The crunch of bones you just heard was Rick Perry being thrown under the bus.
You’ve probably thought about Perry for less than a millisecond since early ’17, when he signed on with Trump as Energy Secretary and discovered (because he apparently didn’t know) that Energy oversees the nation’s nuclear weapons arsenal. Pre-Trump, you may dimly recall his failed presidential bid, when he couldn’t remember the three federal departments that he wanted to abolish (one of them was Energy), and denounced Social Security as “a Ponzi scheme.”
In other words, the seemingly perfect fall guy.
Which explains why Trump, in a conference call with House Republicans on Friday, inexplicably blamed Perry for the crime that will likely get Trump impeached. According to Republican sources who were on the conference call, Trump discussed his Biden dirt-digging summer phone chat with the Ukraine president. Then, out of nowhere, he uncorked this beaut: “Not a lot of people know this, but I didn’t even want to make the call. The only reason I made the call was because Rick asked me to.”
Trump was indeed correct: Not a lot of people knew that – probably because he made it up on the spot. But before we parse the absurdity of what he said, let’s try to list his various defenses, which seem to shift by the hour. In rough chronological order:
My call to the president was “perfect” and “beautiful,” and the whistleblower is a lying partisan, whoever it is.
The whistleblower got fake hearsay information from people who “in the old days” would’ve been shot as spies.
The call was perfect because I’m dedicated to fighting corruption, and shifty Schiff should resign.
If the call was wrong, go look at Mike Pence, because he was doing stuff too.
The call was right because I have the power to solicit domestic political dirt from any country I want. China, if you’re listening…
If the call was wrong, Rick Perry made me do it.
The Rick Perry Defense will probably have the life span of a mayfly, so I’ll simply say that it was totally in character for the beleaguered crime Don to finger a disposable underling.
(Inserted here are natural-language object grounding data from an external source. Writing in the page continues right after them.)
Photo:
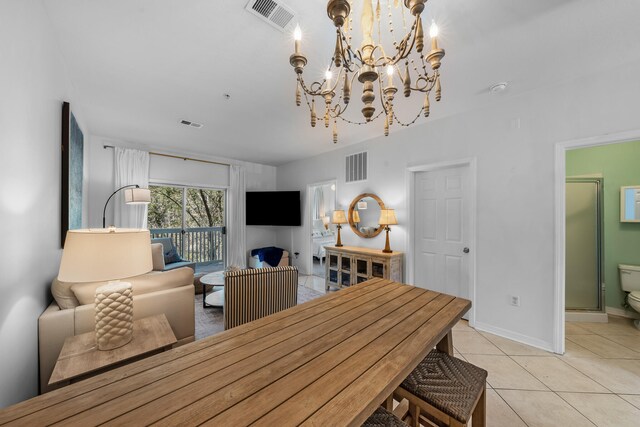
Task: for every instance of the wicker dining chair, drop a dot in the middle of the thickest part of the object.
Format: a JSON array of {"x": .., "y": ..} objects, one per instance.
[
  {"x": 445, "y": 390},
  {"x": 383, "y": 418}
]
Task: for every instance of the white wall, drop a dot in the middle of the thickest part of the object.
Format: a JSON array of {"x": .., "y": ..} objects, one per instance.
[
  {"x": 33, "y": 85},
  {"x": 515, "y": 208},
  {"x": 101, "y": 181}
]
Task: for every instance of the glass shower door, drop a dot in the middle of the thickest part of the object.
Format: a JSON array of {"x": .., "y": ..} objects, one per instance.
[{"x": 583, "y": 256}]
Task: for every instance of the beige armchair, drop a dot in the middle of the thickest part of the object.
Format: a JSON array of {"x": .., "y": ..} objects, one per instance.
[
  {"x": 73, "y": 312},
  {"x": 254, "y": 293}
]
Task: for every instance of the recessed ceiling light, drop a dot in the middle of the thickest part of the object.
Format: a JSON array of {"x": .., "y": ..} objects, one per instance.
[
  {"x": 191, "y": 124},
  {"x": 498, "y": 87}
]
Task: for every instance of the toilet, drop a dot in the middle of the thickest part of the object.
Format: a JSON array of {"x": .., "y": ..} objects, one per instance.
[{"x": 630, "y": 282}]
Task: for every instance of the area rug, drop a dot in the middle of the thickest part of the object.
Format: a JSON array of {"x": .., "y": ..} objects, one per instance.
[{"x": 210, "y": 321}]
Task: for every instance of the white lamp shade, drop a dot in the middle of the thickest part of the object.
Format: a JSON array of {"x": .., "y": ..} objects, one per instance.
[
  {"x": 339, "y": 217},
  {"x": 93, "y": 255},
  {"x": 137, "y": 196},
  {"x": 387, "y": 217}
]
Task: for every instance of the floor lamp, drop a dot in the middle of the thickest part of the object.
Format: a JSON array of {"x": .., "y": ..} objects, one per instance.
[{"x": 133, "y": 195}]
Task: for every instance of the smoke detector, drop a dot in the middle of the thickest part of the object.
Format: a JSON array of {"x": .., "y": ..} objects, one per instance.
[
  {"x": 498, "y": 87},
  {"x": 191, "y": 124},
  {"x": 275, "y": 13}
]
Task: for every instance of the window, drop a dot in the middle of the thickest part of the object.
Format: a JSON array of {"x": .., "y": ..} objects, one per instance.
[{"x": 194, "y": 218}]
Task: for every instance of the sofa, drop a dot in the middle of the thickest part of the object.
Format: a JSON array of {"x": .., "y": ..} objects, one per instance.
[
  {"x": 254, "y": 293},
  {"x": 72, "y": 312},
  {"x": 171, "y": 259}
]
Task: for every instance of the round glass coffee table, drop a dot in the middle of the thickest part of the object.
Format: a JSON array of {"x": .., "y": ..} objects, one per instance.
[{"x": 213, "y": 281}]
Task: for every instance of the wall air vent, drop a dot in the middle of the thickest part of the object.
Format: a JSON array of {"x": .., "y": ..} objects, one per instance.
[
  {"x": 275, "y": 13},
  {"x": 191, "y": 124},
  {"x": 356, "y": 167}
]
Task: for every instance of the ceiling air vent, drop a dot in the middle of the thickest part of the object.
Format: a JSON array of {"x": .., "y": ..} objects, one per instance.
[
  {"x": 356, "y": 167},
  {"x": 275, "y": 13},
  {"x": 191, "y": 124}
]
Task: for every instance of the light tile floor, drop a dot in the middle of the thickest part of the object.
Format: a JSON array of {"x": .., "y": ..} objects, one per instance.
[{"x": 595, "y": 383}]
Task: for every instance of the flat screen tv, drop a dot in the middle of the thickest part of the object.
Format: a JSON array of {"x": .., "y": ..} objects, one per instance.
[{"x": 273, "y": 208}]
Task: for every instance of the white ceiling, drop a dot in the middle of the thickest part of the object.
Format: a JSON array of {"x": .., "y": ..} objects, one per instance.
[{"x": 139, "y": 66}]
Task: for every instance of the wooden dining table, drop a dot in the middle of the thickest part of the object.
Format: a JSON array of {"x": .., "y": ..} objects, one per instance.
[{"x": 327, "y": 362}]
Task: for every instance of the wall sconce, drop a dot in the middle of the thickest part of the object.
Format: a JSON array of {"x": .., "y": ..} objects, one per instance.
[
  {"x": 387, "y": 218},
  {"x": 339, "y": 218}
]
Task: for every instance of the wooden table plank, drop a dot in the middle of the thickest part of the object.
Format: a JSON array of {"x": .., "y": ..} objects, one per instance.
[
  {"x": 199, "y": 382},
  {"x": 252, "y": 392},
  {"x": 296, "y": 409},
  {"x": 389, "y": 372},
  {"x": 327, "y": 362},
  {"x": 248, "y": 332}
]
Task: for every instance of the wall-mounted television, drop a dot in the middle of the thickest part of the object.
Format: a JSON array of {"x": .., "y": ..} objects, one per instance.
[{"x": 273, "y": 208}]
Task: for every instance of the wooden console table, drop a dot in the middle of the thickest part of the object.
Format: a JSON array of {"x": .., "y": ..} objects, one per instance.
[
  {"x": 80, "y": 358},
  {"x": 350, "y": 265}
]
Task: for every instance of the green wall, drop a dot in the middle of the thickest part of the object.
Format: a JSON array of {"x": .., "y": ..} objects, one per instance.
[{"x": 619, "y": 164}]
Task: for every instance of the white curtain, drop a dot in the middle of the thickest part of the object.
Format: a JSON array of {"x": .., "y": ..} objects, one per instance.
[
  {"x": 318, "y": 203},
  {"x": 131, "y": 167},
  {"x": 236, "y": 218}
]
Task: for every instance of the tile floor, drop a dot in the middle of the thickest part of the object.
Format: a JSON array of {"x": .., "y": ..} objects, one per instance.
[{"x": 595, "y": 383}]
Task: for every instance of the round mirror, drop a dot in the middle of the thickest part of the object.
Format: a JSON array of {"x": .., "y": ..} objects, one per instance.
[{"x": 364, "y": 214}]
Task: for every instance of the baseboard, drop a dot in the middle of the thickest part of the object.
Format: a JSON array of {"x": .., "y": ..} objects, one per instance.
[
  {"x": 585, "y": 316},
  {"x": 514, "y": 336},
  {"x": 623, "y": 313}
]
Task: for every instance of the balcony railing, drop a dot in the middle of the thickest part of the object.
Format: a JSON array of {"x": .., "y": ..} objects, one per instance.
[{"x": 199, "y": 245}]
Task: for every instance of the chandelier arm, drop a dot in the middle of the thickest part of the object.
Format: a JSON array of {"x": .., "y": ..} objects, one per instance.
[
  {"x": 409, "y": 123},
  {"x": 428, "y": 85},
  {"x": 360, "y": 123},
  {"x": 382, "y": 100},
  {"x": 310, "y": 90},
  {"x": 352, "y": 55}
]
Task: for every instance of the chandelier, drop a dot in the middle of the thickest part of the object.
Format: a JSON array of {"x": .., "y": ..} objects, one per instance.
[{"x": 367, "y": 64}]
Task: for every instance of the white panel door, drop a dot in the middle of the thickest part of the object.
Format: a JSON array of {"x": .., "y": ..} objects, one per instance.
[{"x": 442, "y": 218}]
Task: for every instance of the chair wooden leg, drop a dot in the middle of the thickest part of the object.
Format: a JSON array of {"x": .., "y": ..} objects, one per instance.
[
  {"x": 446, "y": 344},
  {"x": 402, "y": 409},
  {"x": 388, "y": 404},
  {"x": 479, "y": 416},
  {"x": 414, "y": 411}
]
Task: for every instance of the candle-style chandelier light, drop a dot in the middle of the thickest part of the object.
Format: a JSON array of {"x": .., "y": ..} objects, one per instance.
[{"x": 408, "y": 58}]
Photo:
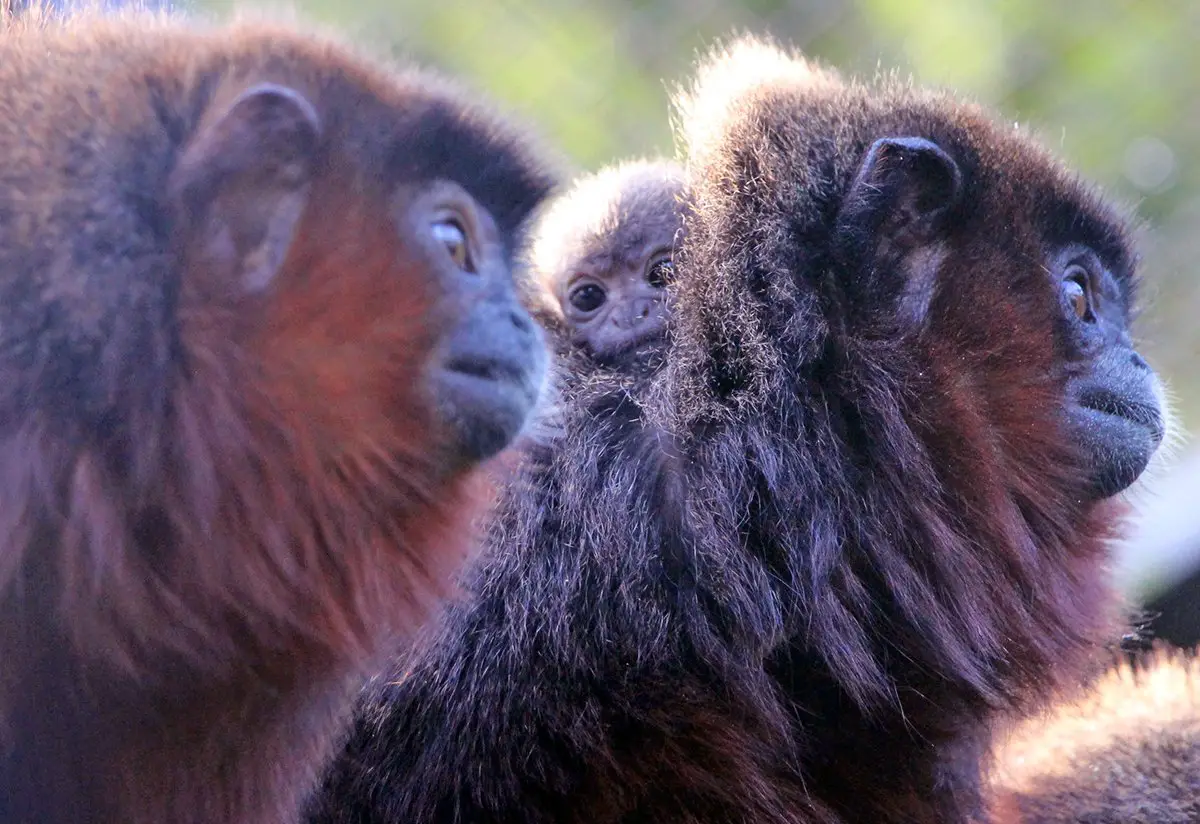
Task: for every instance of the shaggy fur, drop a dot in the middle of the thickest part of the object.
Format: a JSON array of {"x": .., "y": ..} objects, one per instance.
[
  {"x": 1127, "y": 751},
  {"x": 217, "y": 506},
  {"x": 797, "y": 573}
]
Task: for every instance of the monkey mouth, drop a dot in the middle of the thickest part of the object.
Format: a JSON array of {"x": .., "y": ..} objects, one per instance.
[
  {"x": 1141, "y": 414},
  {"x": 487, "y": 368}
]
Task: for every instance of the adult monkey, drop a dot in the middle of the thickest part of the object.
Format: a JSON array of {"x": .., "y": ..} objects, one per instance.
[
  {"x": 859, "y": 515},
  {"x": 257, "y": 330}
]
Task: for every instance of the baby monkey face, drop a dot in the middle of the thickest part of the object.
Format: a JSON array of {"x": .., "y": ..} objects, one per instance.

That’s how things typically work in the mob. The problem, however, is that even though Perry was doing business in the Ukraine (as Energy Secretary, he was trying to sell U.S. coal), there’s zero evidence that he was helping to pressure Ukraine for dirt on Biden.
Indeed, Perry signaled on Friday that he won’t play the patsy. He told the Christian Broadcasting Network that in the course of his Ukraine duties, “I’ve talked to the previous (U.S.) ambassador. I’ve talked to the current ambassador. I’ve talked to…every name that you’ve seen out in the media and not once, not once, as God is my witness, not once was a Biden name – not the former vice president, not his son – ever mentioned.”
Remember the text messages that were released by Congress last Thursday? Not once did Trump’s trio of diplomats – Kurt Volker (who has quit), Gordon Sondland, and William Taylor – ever mention Perry as the impetus for Trump’s dirt-digging phone call. The name cited prominently was Rudy Giuliani. Remember the phone call summary that was released by the White House, hailed by Trump as an accurate report on his conversation with Ukraine President Volodymyr Zalensky? It doesn’t mention Perry at all. And when The Washington Post reported on Oct. 3 that Perry plans to quit his job by year’s end, it said “no evidence has emerged that Perry participated in the effort to pressure Ukranian officials to investigate Joe Biden and his son Hunter.”
The moral (or amoral) of this story: Trump will slime everyone in his circle if he thinks it will save him. When he blamed Perry during his Friday conference call with House Republicans, he also said that “more of this will be coming out in the next few days.” We’ll see about that. It’s far more likely that today’s revelation of a second whistleblower – someone with “first-hand information” – will dominate the next few days. And the Rick Perry Defense will be as dead as Trump University.